Claude, his friends and a swarm of Cicadas thwart Hotshot's attempt to destroy the Gumnut Juice Factory, then follow him to Badde Manor to rescue Kelvin, with help from Ghoulie Gilly. Once Kelvin is rescued, Bunsen blows Badde Manor with Hotshot and his goons to the Arctic. After that Kelvin is able to meet Marino's quota and get the contract.

==Characters==
- Claude - A neurotic and sometimes clumsy orphaned numbat, who is keen on insects. Voiced by Jamie Croft.
- Peppa - A spunky and sporty numbat and Claude's best friend, who is a champion at tennis and hockey. Voiced by Ines Vaz De Sousa.
- Uncle Kelvin - A koala and Claude and Peppa's uncle, who have been in his care since their parents' deaths. He is the owner of the Gumnut Juice Factory and wishes to pass his entrepreneurship to Claude. Voiced by Keith Scott.
- Larry - A genius lizard and Claude and Peppa's friend who works as a mechanic then gets a job of running the Gumnut Juice Factory machinery. Voiced by Ian Bliss.
- Peer Point J. Marino - A ram and business man who places tall orders for Gumnut juice. Voiced by Ian Bliss.
- Hotshot Charlie - A crafty, slick Cockney-accented fox out to steal and monopolise Kelvin's business. He is revealed to be the cause of Claude and Peppa's parents' deaths. Voiced by Ian Bliss.
- Franky - Hotshot's spider servant. Voiced by Ian Bliss.

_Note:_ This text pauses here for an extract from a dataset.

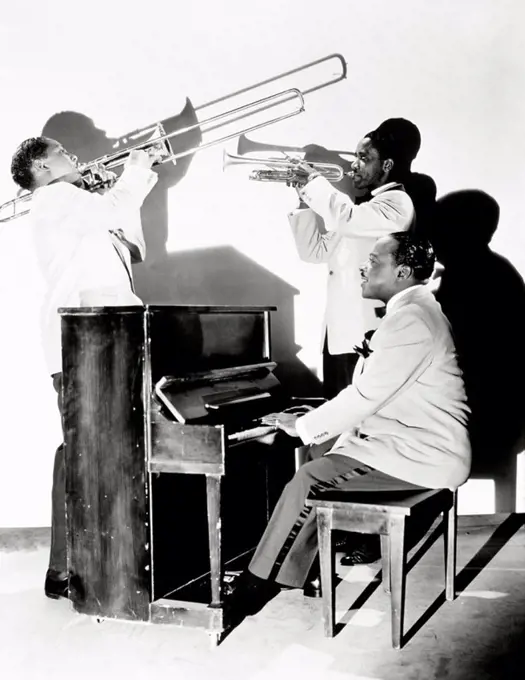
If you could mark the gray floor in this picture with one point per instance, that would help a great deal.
(480, 635)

- Smash, Squash and Slap - A razorback, wombat and feral cat and Hotshot's goons, who work as a trio known as the Wedge.
- Bunsen - A cobra apothecary who attempts to analyze the ingredients of the secret formula, but without any success. He later defects when Hotshot is revealed to be the cause of Claude and Peppa's parents' deaths. Voiced by Ian Bliss.

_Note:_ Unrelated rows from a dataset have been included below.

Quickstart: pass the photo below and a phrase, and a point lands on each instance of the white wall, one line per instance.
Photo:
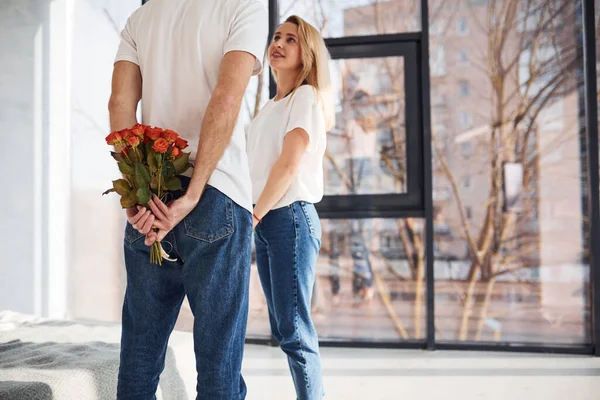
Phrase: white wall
(24, 28)
(60, 240)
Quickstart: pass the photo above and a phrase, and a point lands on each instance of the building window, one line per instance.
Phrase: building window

- Percy - A pelican, who works as a lifeguard, detective, policeman and road official. Voiced by Shane Withington.
- Ghoulie Gilly - A Scottish mouse who lives in a creepy forest and is eventually requested by Claude to help rescue Kelvin. Voiced by Keith Scott.
- Aunt Clara - A British opossum and the mayoress of Gumtree Lane. Voiced by Rachel King.

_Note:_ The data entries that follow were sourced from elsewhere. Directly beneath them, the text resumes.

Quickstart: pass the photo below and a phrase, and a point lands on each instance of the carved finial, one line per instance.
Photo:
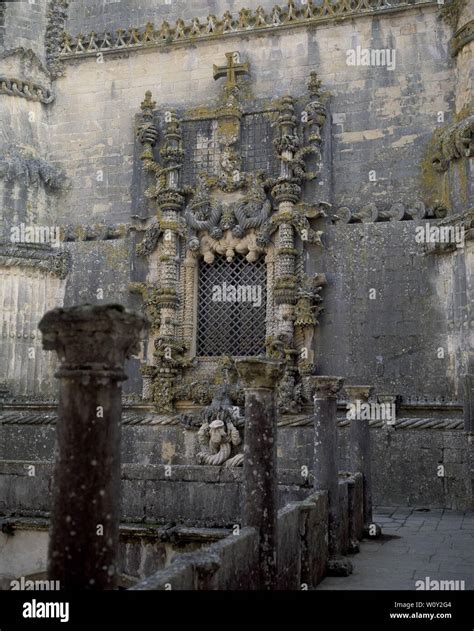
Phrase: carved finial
(231, 70)
(314, 84)
(148, 103)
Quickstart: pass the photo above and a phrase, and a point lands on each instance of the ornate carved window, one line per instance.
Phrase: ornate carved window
(225, 275)
(231, 307)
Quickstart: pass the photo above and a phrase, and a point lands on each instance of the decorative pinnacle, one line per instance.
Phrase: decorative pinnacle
(232, 70)
(147, 103)
(314, 84)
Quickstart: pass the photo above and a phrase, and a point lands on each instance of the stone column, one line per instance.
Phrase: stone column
(326, 463)
(92, 343)
(260, 503)
(360, 453)
(469, 403)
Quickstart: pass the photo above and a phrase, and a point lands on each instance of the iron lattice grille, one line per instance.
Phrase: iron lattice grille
(231, 321)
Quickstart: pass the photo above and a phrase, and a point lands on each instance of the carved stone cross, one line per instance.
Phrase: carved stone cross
(231, 70)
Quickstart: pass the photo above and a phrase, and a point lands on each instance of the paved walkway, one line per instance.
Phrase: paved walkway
(438, 544)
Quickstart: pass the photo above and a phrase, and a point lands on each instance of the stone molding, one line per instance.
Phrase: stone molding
(26, 89)
(371, 213)
(246, 22)
(43, 258)
(23, 162)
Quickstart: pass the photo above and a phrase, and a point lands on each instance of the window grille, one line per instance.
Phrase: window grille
(231, 307)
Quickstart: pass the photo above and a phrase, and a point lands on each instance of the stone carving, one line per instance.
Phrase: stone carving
(218, 435)
(398, 211)
(44, 258)
(216, 440)
(454, 142)
(462, 37)
(26, 89)
(56, 20)
(23, 163)
(247, 21)
(202, 214)
(228, 212)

- Grampala - Claude and Peppa's grandfather who has a short memory for various things. Voiced by Keith Scott.
- Darwin Platypus - A platypus who tells Claude and Peppa the secret formula of the Gumnut juice. Voiced by Ian Bliss.

==Production==
Gumnutz: A Juicy Tale was produced by Flying Bark Productions (Note: Animators and artists working on the film included Manny Banados, Margaret Parkes, Royce Ramos, Gie Santos, Cindy Scharka, Jocelyn Sy, Abeth De La Cruz, Steve Moltzen, Helen Steele, and Angelica Urbanczyk.) in cooperation with Bix Pix Productions and ABC Studios. Animation and development services were provided by Colorland Animation and RKA The Animation Studio. The film was written by Phil Sanders, based on an idea by John Cook, and directed by Clive Harrison, Margaret Parkes, and Jane Schneider. The film was recorded at Trackdown Studios. Character voices were provided by Jamie Croft, Ines Vaz De Sousa, Keith Scott, Ian Bliss, Shane Withington, and Rachel King, and Harrison composed the soundtrack.

The film was nominated for APRA Music Awards of 2008 as the Best Music for Children's Television, but lost to Animalia.